– Он считает, что у тебя тьма-тьмущая знакомых во всех сферах. Вот и Щеглов тебе известен. Что ты довольно изобретательная, чтобы найти мне подходящее амплуа и как представить Щеглову и его коллегам так, чтобы не подставиться самой, даже если мне через какое-то время придется все же открыть им карты.
– О уже и коллеги Щеглова возникли на горизонте! Вот так и садятся на шею.
– И кстати, – улыбнулся Василий, поудобнее расположившись на тонкой шее Меркуловой и свесив ноги, – ты бы у своих знакомых выяснила, как и где добывать новые темы, к кому обращаться из военного начальства, чтобы дали добро на интервью с офицерами и спецами в области оборонных разработок, как дело обстоит с цензурой в этой сфере? Наверняка военные разбалтывают журналистам больше, чем в итоге попадает в эфир или на страницы газет. Все оседает в ушах и диктофонах журналистов. И не всегда приходится рассчитывать на их внутреннего цензора, чувство такта или банальную порядочность.
– Да, порядочность стала банальной, – согласилась Меркулова. – Значит, оборонные разработки? Новинки вооружения… Ну не знаю. Попробую разузнать, поговорю с людьми. Но тебе только расскажи что-нибудь… – Меркулова фыркнула и почесала затылок своей спицей, не вынимая ее из пучка. – Вот так вот поговоришь с такими, как ты и Ермилов, душу распахнешь, а потом вдруг, бац, и выезд за границу захлопнется.
– А тебе так уж нужна та заграница? – Вася отпил кофе.
– Да бог с ней, с заграницей! Надо знать, у кого и что спрашивать. Уметь делать выводы. Ты что, не понимаешь, что многие из этих «патриотических репортеров» откровенные конъюнктурщики. Подул ветерок, запахло порохом и портянками – и они все нацепили броники и камуфляж и пустились плясать вприсядку.

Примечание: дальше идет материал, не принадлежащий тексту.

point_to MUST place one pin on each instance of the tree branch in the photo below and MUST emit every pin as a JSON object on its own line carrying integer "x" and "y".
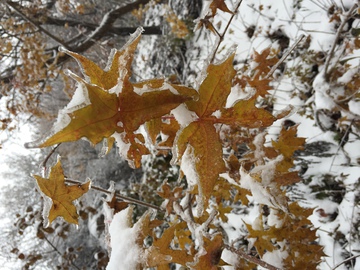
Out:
{"x": 106, "y": 24}
{"x": 117, "y": 195}
{"x": 36, "y": 25}
{"x": 338, "y": 33}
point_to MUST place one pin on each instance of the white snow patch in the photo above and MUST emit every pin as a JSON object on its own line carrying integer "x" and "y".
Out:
{"x": 125, "y": 253}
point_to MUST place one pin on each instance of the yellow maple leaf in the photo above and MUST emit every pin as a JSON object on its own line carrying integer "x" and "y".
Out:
{"x": 61, "y": 194}
{"x": 116, "y": 105}
{"x": 211, "y": 259}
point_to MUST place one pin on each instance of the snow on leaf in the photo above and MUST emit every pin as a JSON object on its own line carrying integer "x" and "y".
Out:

– Погоди, ну есть же, так сказать, идейные товарищи? – недоверчиво поглядел на нее Егоров.
– Само собой. Вот только они тем более с тобой откровенничать не станут, я имею в виду как с представителем твоей конторы. Они пуленепробиваемые, принципиальные. А ты, как я поняла, хочешь заглянуть в потаенные уголки их творческих мастерских, если уж изъясняться образно. У этих ребят там чистота и порядок. В самом деле. Скелетов в шкафу не наблюдается. Ты же жаждешь отыскать яблочный огрызок, висящий в углу на клоках паутины.
– Зачем мне огрызок? – оскорбился Егоров, понимая, почему шефу интересно общаться с Олесей. Уследить за полетом ее мысли не так-то просто. Нестандартно мыслит. Нестандартно выражается. – Ты считаешь Щеглова таким, пуленепробиваемым?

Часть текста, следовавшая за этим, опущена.